When a person remembers their life history in relation to friendship, they can observe how the stages of school, high school, and university are defined by greater flexibility to invest time in friendship. However, the leap to adulthood is conditioned by incompatible schedules. After 30, you may need to give yourself more time to meet new people and consolidate new relationships since at this time you do not meet as many new people as in the first year of your degree, for example.

3. Shyness

Each person must know themselves to make new friends. Shy people should respect their own pace in making new relationships without comparing themselves to the abilities of someone who positions themselves as the leader of the group. As a consequence of the , the person may take longer to show themselves to others. Therefore, if the time conditions do not exist to meet that group on more occasions, it is possible that these ties will not evolve beyond camaraderie.

4. Selfishness

A form of selfishness visible in friendship is time. Those people who they don’t spend time regularly to a bond, people who appear and disappear without giving further explanations, then they have difficulty building stable bonds because this attitude alienates others. It can also happen that if other people invite you to plans but you always reject them, making excuses and justifications, then there will come a time when they stop counting on you because they do not notice interest on your part.

5. Relationship

Some people live a love life in which practically all their free time revolves around that relationship. Thus, when this does not leave room for friendship, it is very difficult for the person to build new interpersonal encounters with interesting people. This fact is visible when the breakup occurs and, then, the person affected suffers from not having a partner and also from the lack of friends.

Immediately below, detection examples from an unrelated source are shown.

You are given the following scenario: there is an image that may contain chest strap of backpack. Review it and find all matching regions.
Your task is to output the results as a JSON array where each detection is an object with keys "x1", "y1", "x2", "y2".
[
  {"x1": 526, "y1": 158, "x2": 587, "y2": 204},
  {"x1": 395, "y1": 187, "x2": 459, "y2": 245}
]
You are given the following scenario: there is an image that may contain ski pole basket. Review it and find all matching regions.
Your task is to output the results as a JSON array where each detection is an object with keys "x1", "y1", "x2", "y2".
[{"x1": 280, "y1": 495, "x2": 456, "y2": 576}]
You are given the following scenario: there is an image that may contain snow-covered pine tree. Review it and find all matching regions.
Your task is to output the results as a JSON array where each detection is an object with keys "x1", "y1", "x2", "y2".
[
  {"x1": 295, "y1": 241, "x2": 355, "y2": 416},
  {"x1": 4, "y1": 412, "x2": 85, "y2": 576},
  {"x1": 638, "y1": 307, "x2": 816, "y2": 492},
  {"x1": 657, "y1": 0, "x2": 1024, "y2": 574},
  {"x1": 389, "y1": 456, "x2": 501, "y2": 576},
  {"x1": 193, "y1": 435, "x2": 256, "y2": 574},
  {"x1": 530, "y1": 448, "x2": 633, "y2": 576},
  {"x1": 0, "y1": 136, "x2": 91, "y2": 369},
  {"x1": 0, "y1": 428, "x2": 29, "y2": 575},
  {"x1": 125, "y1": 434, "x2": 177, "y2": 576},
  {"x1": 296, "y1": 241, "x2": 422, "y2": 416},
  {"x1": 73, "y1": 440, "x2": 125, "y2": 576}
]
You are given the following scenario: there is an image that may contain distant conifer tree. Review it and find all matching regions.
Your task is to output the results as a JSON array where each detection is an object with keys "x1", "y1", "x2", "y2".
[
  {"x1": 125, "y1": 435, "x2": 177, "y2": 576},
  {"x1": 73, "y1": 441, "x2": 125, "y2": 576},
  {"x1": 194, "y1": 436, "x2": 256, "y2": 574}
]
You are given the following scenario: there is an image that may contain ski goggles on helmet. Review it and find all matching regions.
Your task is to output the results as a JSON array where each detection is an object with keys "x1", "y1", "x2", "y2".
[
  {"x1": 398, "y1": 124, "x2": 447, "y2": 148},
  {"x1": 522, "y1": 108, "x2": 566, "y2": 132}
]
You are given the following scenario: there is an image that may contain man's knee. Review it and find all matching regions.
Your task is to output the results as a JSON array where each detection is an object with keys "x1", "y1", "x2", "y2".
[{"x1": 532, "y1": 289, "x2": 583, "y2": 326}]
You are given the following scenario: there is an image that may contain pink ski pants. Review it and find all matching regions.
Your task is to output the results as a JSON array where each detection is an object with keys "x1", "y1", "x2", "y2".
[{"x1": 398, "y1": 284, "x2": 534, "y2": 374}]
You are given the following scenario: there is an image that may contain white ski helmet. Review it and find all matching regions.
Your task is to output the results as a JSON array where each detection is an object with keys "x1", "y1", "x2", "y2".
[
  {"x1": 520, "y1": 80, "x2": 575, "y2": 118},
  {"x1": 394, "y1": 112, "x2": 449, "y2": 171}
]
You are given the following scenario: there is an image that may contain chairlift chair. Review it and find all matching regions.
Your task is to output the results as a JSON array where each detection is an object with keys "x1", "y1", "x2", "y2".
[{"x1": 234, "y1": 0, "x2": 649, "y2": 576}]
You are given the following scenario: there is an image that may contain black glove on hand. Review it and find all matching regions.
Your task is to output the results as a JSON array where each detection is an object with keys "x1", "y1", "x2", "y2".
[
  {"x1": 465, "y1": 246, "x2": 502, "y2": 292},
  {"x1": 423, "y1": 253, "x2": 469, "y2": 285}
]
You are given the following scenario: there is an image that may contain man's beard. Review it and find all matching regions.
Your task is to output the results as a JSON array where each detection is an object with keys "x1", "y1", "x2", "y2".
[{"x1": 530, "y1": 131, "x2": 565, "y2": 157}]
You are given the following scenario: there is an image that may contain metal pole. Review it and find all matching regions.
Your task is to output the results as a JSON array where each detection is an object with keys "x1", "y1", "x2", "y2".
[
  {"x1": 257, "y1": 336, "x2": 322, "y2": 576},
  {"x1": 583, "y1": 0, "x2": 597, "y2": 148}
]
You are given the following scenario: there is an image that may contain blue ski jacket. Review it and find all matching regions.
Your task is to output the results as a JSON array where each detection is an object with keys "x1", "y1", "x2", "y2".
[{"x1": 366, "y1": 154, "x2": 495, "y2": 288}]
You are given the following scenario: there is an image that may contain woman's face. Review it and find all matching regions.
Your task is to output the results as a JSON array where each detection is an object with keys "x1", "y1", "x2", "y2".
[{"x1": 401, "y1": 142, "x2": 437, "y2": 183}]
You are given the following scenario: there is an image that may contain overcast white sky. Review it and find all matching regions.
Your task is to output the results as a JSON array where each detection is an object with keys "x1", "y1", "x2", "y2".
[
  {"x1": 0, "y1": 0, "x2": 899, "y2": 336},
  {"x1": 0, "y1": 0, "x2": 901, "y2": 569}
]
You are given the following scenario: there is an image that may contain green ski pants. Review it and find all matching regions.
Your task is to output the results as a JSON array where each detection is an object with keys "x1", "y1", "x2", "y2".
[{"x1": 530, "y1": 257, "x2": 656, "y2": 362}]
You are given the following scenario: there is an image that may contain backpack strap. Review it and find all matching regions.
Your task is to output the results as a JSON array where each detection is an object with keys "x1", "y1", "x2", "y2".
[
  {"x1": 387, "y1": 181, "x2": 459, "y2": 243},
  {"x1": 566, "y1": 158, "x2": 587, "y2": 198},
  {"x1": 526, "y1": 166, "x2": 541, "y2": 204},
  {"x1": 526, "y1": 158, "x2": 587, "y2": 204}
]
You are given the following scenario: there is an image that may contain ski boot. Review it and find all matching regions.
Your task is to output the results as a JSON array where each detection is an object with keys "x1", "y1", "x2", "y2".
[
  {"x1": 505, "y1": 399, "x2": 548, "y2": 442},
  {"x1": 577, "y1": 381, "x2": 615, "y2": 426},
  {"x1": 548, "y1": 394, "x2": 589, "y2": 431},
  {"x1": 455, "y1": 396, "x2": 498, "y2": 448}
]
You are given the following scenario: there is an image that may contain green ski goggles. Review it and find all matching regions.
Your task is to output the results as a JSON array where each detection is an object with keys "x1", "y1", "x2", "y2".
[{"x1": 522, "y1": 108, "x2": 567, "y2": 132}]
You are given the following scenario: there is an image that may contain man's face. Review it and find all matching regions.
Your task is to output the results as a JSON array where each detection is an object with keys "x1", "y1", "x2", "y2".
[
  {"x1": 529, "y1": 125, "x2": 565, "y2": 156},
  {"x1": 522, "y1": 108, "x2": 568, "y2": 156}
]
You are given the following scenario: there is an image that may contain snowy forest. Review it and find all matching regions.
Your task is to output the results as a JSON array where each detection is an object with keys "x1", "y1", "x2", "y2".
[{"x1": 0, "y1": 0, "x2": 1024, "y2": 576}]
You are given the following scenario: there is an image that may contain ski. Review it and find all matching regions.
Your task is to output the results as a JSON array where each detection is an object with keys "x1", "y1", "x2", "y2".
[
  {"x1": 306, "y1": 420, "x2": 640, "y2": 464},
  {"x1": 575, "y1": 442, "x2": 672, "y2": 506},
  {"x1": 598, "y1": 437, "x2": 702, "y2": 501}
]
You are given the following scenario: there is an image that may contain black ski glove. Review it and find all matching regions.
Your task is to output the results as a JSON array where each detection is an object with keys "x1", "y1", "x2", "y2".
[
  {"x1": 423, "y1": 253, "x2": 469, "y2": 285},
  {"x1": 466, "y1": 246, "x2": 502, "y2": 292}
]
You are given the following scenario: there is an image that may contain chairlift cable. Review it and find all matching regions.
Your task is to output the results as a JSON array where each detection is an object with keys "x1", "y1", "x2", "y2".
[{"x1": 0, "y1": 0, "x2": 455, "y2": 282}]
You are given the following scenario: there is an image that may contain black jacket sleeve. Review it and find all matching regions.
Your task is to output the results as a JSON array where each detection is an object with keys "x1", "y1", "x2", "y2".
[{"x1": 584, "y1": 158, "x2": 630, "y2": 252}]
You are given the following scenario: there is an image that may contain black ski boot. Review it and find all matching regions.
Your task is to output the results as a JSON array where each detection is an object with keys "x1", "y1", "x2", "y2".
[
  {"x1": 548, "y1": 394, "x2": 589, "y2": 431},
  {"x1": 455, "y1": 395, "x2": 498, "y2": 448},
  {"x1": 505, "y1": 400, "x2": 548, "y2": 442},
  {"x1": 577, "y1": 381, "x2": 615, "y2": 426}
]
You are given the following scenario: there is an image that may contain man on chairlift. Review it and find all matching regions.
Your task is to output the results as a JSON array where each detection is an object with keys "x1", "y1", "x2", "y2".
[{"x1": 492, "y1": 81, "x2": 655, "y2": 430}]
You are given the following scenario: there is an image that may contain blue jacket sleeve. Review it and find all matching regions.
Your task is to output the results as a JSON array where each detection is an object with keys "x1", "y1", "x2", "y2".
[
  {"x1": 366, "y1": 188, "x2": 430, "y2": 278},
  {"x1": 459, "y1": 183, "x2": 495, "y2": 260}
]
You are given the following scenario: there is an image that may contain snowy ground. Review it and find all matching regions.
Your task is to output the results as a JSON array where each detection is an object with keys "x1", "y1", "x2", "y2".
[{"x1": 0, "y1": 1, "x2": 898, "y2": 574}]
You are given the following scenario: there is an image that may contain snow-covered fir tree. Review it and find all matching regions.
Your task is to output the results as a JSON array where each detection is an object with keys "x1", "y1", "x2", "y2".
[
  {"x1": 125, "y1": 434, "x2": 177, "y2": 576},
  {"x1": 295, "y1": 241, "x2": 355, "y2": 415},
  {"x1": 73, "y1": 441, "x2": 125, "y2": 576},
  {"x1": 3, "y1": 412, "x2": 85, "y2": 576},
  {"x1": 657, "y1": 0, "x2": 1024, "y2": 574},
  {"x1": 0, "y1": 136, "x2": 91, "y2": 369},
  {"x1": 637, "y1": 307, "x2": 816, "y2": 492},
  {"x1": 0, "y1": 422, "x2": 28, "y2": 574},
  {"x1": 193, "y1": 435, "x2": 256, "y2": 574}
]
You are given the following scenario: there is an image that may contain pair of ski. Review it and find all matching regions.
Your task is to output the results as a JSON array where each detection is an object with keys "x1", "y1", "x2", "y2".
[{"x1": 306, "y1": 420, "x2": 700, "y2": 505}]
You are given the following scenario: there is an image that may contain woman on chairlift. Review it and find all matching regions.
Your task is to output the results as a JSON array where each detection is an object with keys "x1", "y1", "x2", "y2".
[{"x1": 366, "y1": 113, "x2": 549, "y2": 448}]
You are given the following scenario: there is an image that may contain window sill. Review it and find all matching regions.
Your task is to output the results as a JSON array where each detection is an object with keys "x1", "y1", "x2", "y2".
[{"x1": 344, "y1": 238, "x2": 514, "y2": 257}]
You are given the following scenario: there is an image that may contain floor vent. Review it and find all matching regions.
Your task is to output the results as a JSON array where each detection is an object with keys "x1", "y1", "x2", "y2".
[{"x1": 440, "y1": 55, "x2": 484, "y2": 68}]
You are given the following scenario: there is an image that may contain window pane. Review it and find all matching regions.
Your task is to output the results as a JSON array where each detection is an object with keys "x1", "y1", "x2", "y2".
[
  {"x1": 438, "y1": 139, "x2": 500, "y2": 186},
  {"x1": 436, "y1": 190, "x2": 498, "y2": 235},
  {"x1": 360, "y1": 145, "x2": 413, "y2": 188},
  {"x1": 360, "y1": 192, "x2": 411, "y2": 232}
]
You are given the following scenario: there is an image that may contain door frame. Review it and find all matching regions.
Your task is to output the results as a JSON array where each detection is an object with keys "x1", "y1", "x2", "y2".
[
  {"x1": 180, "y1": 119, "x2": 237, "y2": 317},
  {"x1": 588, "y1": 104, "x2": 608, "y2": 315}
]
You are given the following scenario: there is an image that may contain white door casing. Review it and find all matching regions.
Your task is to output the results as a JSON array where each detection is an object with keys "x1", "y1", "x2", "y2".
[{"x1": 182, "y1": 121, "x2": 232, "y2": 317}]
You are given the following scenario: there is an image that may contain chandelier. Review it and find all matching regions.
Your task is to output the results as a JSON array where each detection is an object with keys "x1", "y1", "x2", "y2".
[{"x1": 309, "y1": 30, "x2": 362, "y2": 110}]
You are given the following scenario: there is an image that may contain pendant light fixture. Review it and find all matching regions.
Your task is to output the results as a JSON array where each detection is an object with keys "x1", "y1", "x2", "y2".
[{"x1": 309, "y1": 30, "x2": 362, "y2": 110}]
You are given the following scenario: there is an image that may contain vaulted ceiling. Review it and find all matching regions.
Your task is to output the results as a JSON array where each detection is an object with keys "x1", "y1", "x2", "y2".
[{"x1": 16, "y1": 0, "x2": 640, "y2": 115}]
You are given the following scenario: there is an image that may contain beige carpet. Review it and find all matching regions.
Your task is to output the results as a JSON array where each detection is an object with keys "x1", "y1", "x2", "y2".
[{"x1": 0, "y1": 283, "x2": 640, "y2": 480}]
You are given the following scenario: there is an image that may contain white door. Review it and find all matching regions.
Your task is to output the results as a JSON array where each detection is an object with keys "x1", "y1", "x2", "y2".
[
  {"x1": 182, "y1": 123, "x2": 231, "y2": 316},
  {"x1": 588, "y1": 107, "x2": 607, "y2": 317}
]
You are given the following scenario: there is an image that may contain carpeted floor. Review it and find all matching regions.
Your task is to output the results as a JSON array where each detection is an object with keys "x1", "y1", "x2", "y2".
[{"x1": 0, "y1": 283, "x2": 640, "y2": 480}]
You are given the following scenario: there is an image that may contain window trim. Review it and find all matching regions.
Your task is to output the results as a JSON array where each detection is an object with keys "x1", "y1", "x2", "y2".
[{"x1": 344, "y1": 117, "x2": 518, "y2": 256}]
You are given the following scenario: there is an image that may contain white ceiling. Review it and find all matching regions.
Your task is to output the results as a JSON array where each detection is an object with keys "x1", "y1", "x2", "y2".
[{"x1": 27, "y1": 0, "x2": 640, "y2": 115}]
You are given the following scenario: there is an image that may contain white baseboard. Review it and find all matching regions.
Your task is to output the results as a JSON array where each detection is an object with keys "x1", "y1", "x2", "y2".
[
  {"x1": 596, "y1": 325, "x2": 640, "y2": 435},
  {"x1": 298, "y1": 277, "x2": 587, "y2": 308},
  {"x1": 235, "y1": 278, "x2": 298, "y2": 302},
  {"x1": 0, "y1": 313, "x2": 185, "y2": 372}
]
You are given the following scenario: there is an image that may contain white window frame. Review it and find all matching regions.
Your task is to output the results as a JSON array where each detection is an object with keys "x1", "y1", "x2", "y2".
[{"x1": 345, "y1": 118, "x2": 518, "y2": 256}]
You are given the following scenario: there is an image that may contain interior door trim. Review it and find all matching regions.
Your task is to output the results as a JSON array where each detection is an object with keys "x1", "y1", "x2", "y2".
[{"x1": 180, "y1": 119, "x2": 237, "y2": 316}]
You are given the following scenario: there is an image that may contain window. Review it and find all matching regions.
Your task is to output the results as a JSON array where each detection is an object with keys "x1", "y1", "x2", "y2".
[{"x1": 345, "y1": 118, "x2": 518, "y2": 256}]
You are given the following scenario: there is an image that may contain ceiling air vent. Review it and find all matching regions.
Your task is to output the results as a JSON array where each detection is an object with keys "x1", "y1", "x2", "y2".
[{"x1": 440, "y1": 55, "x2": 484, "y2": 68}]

There are few real friends

And yet, beyond the limits that we can all experience in this personal desire to meet new people and make friends, in reality, when the word friendship represents its deep and true meaningSo, you can understand that really, making friends is something that is difficult because a bond does not grow and evolve in a day. The concept of friendship has been somewhat distorted when it is used quantitatively when describing the number of friendships that accompanies a profile on a social network.

However, friendship marked by qualitative difference, that which is born from conversations, sincerity, coexistence and the complicity of everyday life, is a friendship that emerges gradually. Otherwise, you run the risk of identifying as friends people with whom you have a bond of companionship or acquaintances with whom you have some type of affinity. These relationships, over time, may lead to friendship. However, it is advisable not to call friends those who are not friends yet. Otherwise, you risk being disappointed because you have placed excessive expectations on the relationship.

How to make real new friends

If you find it difficult to make new friends, these tips can help you gain self-confidence:

  1. Do not obsess with this topic but try to be attentive to those opportunities that arise along the way. He tries to relax you because the bonds flow better when you do.
  2. Value what you can contribute to your future friends. When you position yourself in expectation of receiving, you can project an impatience that alienates others. On the contrary, when you value yourself and are aware of your qualities and talents, then you assume a suitable position to make new friends. It is the attitude that is reflected in this scheme: “I am fine, you are fine.”
  3. The power of mediation. If someone in your environment introduces you to a friend with whom they think you can connect, then this common person can be a point of support for both of you in organizing the first plans.
  4. Makes activities that you like because around the courses associated with those subjects you have new possibilities of meeting interesting people who also share your same hobby. However, remember that this does not always happen when you want it but, in fact, coincidences arise at the most unexpected moment. Friendship is a natural consequence of living, therefore, trust that your actions will at some point bear fruit.
  5. Focus on those qualities that give you security instead of putting your attention on those limits that make you insecure. Give space to the other. If you fill all their gaps through your initiatives, phone calls and search for communication, then you do not let the friendship consolidate because this is an issue of two.

This article is merely informative, at Psychology-Online we do not have the power to make a diagnosis or recommend a treatment. We invite you to go to a psychologist to treat your particular case.